Der Plan stellt eine umfassende und angemessen ausgewogene Antwort auf die wirtschaftliche und soziale Lage Deutschlands dar und leistet somit einen angemessenen Beitrag zu allen sechs Säulen der ARF-Verordnung.
Unterstützung richtungsweisender Investitions- und Reformprojekte
Der deutsche Plan sieht Projekte im Rahmen aller sieben europäischen Leitinitiativen vor. Dabei handelt es sich um gezielte Investitionsvorhaben in beschäftigungs- und wachstumswirksamen Bereichen, die alle Mitgliedstaaten betreffen und für den ökologischen und digitalen Wandel unentbehrlich sind. So will Deutschland beispielsweise 2,5 Mrd. Euro für die Förderung energieeffizienter Gebäuderenovierungen und 2,5 Mrd. Euro für die Anschaffung von Elektroautos bereitzustellen.
Ein zentraler Bestandteil des Plans sind zudem Vorhaben von gemeinsamem europäischem Interesse in den Bereichen Wasserstoff, Mikroelektronik, Cloud-Infrastruktur und Datenverarbeitung, an denen sich alle interessierten Mitgliedstaaten beteiligen können.
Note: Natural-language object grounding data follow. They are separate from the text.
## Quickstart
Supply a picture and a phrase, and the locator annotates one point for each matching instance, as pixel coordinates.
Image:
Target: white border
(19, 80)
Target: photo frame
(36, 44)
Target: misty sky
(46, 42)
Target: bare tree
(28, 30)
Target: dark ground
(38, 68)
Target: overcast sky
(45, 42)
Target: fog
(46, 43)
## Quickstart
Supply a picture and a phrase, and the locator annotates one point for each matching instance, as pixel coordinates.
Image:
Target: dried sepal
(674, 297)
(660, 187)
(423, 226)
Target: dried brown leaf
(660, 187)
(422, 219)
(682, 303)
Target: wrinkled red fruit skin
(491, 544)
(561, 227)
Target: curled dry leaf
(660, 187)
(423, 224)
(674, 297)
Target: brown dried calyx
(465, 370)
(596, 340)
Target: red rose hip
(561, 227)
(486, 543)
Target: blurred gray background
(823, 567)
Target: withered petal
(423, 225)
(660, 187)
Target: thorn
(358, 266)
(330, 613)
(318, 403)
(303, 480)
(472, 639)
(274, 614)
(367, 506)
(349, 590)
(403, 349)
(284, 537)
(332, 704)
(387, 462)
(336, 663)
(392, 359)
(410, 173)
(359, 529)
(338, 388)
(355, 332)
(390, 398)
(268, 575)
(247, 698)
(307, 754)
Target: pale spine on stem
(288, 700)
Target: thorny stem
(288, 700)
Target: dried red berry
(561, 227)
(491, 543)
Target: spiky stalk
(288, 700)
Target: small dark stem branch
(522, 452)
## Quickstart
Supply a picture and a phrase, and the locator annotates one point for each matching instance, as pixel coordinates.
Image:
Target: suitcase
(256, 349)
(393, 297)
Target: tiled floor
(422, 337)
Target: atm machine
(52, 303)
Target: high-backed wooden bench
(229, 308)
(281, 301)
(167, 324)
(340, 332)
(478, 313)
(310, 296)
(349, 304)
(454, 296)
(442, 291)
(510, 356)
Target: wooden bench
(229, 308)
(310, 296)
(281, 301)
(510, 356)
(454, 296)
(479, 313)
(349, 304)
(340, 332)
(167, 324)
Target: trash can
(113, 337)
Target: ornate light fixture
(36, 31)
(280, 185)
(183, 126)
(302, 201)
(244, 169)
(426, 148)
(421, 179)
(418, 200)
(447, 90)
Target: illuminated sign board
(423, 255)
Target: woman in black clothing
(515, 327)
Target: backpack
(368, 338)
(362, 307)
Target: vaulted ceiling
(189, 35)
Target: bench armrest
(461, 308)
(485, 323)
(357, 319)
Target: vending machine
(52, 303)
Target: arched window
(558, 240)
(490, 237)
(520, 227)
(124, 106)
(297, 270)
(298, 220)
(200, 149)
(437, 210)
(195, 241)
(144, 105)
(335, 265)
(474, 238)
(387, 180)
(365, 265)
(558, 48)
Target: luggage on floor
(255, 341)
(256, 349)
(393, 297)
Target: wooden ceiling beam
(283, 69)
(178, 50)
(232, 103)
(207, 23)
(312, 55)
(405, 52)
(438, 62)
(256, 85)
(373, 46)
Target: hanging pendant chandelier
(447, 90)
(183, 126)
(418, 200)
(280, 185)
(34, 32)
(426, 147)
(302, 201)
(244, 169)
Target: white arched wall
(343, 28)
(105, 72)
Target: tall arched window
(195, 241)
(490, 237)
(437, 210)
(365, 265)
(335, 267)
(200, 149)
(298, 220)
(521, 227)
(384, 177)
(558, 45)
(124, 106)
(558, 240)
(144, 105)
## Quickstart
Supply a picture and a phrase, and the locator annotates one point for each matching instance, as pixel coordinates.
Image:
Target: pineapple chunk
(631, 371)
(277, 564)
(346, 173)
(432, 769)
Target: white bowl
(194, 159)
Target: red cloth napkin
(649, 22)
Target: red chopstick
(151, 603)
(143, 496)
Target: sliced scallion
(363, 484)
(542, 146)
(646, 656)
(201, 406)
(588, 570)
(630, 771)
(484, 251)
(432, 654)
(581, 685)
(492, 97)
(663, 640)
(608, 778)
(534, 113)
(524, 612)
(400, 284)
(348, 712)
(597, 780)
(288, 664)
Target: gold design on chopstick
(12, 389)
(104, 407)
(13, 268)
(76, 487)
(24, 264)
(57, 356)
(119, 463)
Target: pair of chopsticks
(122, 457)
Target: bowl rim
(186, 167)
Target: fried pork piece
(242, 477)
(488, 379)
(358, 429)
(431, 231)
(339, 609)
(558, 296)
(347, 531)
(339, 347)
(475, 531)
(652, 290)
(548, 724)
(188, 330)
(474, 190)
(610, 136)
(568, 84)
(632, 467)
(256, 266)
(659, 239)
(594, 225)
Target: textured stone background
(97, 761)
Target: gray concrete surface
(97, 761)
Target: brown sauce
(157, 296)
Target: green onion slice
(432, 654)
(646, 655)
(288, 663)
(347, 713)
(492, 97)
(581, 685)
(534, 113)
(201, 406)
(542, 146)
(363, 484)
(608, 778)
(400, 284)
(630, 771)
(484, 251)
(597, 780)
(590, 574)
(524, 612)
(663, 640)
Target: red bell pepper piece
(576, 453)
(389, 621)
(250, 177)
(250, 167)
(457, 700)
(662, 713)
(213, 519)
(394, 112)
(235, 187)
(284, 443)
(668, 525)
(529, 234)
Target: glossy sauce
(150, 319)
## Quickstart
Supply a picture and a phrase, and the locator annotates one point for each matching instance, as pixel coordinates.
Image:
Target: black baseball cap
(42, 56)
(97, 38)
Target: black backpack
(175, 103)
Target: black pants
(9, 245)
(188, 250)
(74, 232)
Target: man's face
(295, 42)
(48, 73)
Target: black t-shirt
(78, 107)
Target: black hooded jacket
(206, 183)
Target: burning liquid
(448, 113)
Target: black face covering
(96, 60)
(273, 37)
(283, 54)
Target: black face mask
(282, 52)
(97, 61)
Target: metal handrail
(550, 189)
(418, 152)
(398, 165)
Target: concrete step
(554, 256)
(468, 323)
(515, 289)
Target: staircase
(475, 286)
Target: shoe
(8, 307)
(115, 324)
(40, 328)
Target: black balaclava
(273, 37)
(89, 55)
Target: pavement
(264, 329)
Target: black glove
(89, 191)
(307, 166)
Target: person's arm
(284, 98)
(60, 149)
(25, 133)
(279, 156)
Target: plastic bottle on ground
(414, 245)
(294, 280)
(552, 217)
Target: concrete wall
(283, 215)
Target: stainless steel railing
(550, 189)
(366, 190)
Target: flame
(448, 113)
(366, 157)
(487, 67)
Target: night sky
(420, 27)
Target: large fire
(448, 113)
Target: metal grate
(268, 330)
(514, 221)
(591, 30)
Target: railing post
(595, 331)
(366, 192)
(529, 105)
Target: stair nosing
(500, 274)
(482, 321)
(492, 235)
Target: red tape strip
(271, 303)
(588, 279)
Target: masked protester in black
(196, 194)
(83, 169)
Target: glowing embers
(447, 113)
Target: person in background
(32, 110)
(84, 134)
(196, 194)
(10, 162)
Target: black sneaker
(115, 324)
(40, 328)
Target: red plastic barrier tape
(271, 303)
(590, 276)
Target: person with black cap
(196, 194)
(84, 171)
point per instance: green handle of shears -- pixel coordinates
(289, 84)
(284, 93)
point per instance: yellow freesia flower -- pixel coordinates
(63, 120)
Die Bewertung durch die Kommission ergab ferner, dass – entsprechend den Anforderungen der ARF-Verordnung – keine der im Plan enthaltenen Maßnahmen zu einer erheblichen Beeinträchtigung der Umwelt führt.
Die von Deutschland eingerichteten Kontrollsysteme werden für angemessen befunden, um die finanziellen Interessen der Union zu schützen. Schließlich wird im Plan hinreichend detailliert dargelegt, wie die nationalen Behörden mögliche Interessenkonflikte, Korruption und Betrug bei der Verwendung der Mittel verhindern, aufdecken und beheben wollen.
Nächste Schritte
Die Kommission hat heute einen Vorschlag für einen Durchführungsbeschluss des Rates angenommen, wonach Deutschland 25,6 Mrd. Euro an Zuschüssen aus der Aufbau- und Resilienzfazilität erhalten soll. Der Rat hat nun grundsätzlich vier Wochen Zeit, um den Kommissionsvorschlag anzunehmen.
Nach der Billigung durch den Rat könnte eine Vorfinanzierung von 2,3 Mrd. Euro an Deutschland ausgezahlt werden. Dies entspricht 8,7 Prozent der Gesamtmittel, die Deutschland zugewiesen wurden.